Ich habe heute mein Röntgenthorax gemacht. Das ist nötig, um ein Studentenvisa für Zambia zu bekommen. Es ist überbelichtet und ich hoffe es geht so durch.
Unten wird schon seit gestern (Donnerstag) das Wochenende eingeläutet. Die Musik wabert über den Campus.

9.März 2009

Es ist Montag und das Wochenende ist noch nicht vorbei. Das hat folgenden Grund: Gestern, Sonntag, der 8. März 2009, war Weltfrauentag. Eigentlich ein Feiertag. Dummerweise fällt der eben dieses Jahr auf einen Sonntag. Deswegen ist völlig klar das am Montag frei sein muss!!! Weil Feiertag ist Feiertag und nicht an einem Sonntag! Dadurch gerät aber der Weltfrauentag etwas ins wanken, weil keiner genau weiß, wann nun der eigentliche Festtag ist. Andererseits haben die Frauen hier anscheinend nicht allzu viel zu sagen. Sie kochen, waschen für ihren Mann und erziehen die Kinder und gehen oft noch zusätzlich arbeiten.
So nun aber mal Tag für Tag. Wieder einmal mussten wir feststellen, dass man nicht viel planen kann. Bis heute haben wir unser versprochenes Programm nicht durchgeführt. Man gewöhnt sich daran. Freitag waren wir hier unten im Club und haben mit den anderen Absolventen getanzt und gefeiert. Samstag kamen wir nur schwer in Gang. Gegen 10 bin ich ins Krankenhaus und habe mit Anthony eine Runde gemacht, die schier nicht enden wollte. Dann heim und erst mal hinlegen und die Beine hoch legen. Am Nachmittag ist Jule mit Nadja los um zum Chachacha-Backpackers zu gehen und dort irgendwie Freunde zu treffen. Die Ruhe am Samstag hielt nicht lange. Sobald Jule aus dem Haus war, kam Jason um mich abzuholen... die Jungs unten waren gerade am Geld sammeln. Jeder hat was in den Sack geschmissen, um dann am Rand von Lusaka eine Ziege zu kaufen. 1h Stunde später kam einer mit einer großen Tüte zurück. Dann wurde den ganzen Abend gegrillt. Als allererstes lagen die Hoden auf dem Grill. Ich konnte mich erfolgreich darum drücken... Schier unbegreifliche Kräfte lägen im Hoden, die würden dann auf mich übergehen und meine Männlichkeit wäre nicht zu bremsen. Ich werds mir merken.Sonntag habe ich lange im Bett gelegen, spät gefrühstückt. Ich war gerade fertig, da kam Jule aus der Kirche. Kurz drauf ein Anruf von Tindisa und Sina, ob wir nicht mit zu ihnen kommen wollten. So kamen wir etwas raus und sahen ein paar andere Viertel von Lusaka. Ich kam etwas von den Vorzügen der Männer hier zu spüren. Während ich mit Tindisa am Fernsehen waren, haben Jule und Sina gekocht. Und das am Weltfrauentag!!

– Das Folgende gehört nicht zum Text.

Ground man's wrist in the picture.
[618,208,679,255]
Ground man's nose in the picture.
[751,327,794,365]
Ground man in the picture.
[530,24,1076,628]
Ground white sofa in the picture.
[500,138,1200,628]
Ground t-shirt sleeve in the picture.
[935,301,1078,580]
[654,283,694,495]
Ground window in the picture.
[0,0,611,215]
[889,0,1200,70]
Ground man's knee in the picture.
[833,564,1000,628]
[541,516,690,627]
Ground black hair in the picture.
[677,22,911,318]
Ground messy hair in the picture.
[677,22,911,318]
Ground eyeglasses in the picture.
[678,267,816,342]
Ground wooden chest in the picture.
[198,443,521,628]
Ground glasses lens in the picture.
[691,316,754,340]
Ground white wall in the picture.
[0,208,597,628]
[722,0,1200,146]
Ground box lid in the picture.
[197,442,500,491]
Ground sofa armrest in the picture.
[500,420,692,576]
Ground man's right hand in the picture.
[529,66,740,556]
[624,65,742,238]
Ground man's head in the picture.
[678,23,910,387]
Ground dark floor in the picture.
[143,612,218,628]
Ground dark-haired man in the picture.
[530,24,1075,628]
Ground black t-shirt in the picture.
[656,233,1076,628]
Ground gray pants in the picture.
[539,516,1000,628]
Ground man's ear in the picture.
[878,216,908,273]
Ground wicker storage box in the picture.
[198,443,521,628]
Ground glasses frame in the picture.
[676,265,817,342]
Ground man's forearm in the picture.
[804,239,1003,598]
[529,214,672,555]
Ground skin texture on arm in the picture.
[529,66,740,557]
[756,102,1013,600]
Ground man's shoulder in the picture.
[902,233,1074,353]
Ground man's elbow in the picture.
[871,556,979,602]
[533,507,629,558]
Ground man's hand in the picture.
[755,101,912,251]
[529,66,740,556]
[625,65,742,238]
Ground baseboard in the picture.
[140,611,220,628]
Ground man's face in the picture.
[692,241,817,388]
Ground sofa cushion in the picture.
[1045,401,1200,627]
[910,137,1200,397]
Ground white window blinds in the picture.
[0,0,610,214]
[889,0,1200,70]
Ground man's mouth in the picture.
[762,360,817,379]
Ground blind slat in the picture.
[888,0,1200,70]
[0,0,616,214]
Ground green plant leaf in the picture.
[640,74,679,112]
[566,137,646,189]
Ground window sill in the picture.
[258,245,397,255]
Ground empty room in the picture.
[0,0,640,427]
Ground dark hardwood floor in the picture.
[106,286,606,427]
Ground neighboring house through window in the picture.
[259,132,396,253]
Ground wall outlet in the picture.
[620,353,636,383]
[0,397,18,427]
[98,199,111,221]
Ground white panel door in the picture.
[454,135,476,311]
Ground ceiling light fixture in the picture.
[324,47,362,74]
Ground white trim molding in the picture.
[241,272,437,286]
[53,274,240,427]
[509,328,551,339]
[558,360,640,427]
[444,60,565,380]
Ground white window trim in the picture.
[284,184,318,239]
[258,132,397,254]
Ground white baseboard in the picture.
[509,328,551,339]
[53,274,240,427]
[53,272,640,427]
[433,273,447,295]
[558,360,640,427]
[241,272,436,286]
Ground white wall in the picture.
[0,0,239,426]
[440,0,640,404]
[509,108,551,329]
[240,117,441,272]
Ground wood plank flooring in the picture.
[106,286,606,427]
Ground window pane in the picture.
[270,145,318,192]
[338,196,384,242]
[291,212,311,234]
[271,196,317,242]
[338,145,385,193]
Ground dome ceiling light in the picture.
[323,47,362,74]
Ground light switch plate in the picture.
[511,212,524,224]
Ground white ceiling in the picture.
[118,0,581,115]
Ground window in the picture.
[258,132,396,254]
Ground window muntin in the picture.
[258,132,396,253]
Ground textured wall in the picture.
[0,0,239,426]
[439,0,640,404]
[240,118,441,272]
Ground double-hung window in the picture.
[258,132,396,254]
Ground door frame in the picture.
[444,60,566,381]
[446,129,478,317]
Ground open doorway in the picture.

Am Abend waren wir schon wieder zu Gast bei einem älteren Herren. Er hatte uns eigentlich bereits letzten Sonntag zum Essen eingeladen. Ich hatte es oben mal erwähnt. Nachdem wir letztes Wochenende nur seine Familie kennen gelernt hatten, fand nun dieses Essen wirklich statt. Es gab alles mögliche aus der heimischen Küche. Maisbrei als Grundlage, dazu gekochte Occra, gekochte Kürbisblätter (einmal alleine und einmal zusammen mit Erdnuss), ne Art Hackfleischsoße, Karpenta (in Öl gebratene winzige Fische, grad mal 3-5cm groß), Bohnen, gebratenes Soya, gekochter Maiskolben aus dem Garten und gekochte Erdnüsse (und zwar in der Schale!!). Das alles natürlich ohne Gabel etc... Wirklich ein schöner Tag so wie das ganze Wochenende bisher.

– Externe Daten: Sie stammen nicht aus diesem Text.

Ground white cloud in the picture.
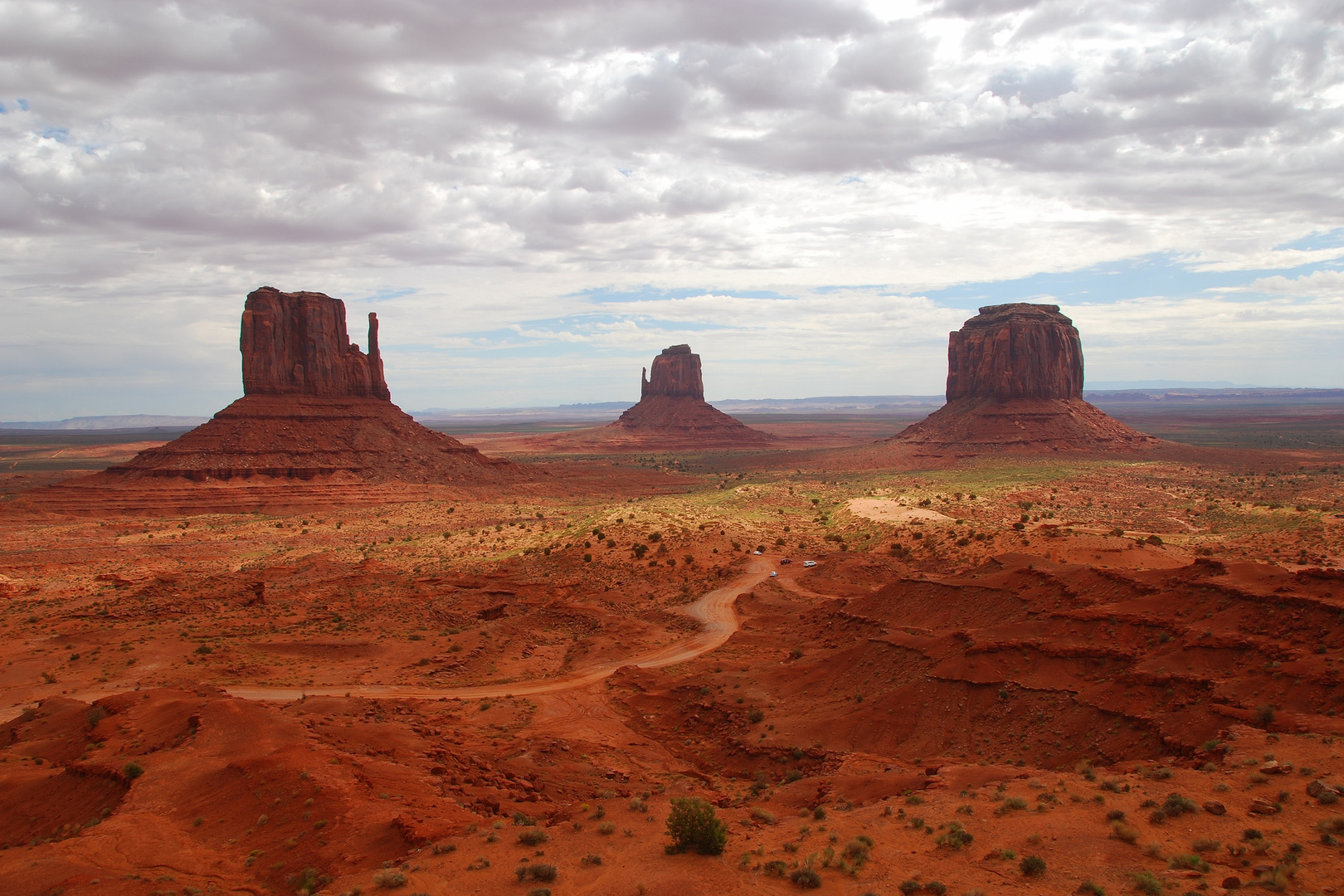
[0,0,1344,418]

Heute kam irgendwann Jason vorbei und brachte mir Musik aus Zambia. Darunter auch der Hit der hier jeden Tag ca 10 Mal gespielt wird unten. Ich werde versuchen ihn hoch zu laden. Mit ihm saß ich dann hier rum und haben uns unterhalten. Um 13 Uhr hab ich gekocht. Spagetti mit Tomatensoße und wir haben zu dritt gegessen. Nun ist es schon Abend. Ich werde noch etwas lernen.
Gerade geht wieder einer dieser kräftigen Regenschauer herunter. Diese dauern nie lange, aber es gießt in Strömen.
Ein schönes Wochenende war das!! Nächstes Wochenende wollen wir nach Livongston und zu den Victoriafällen.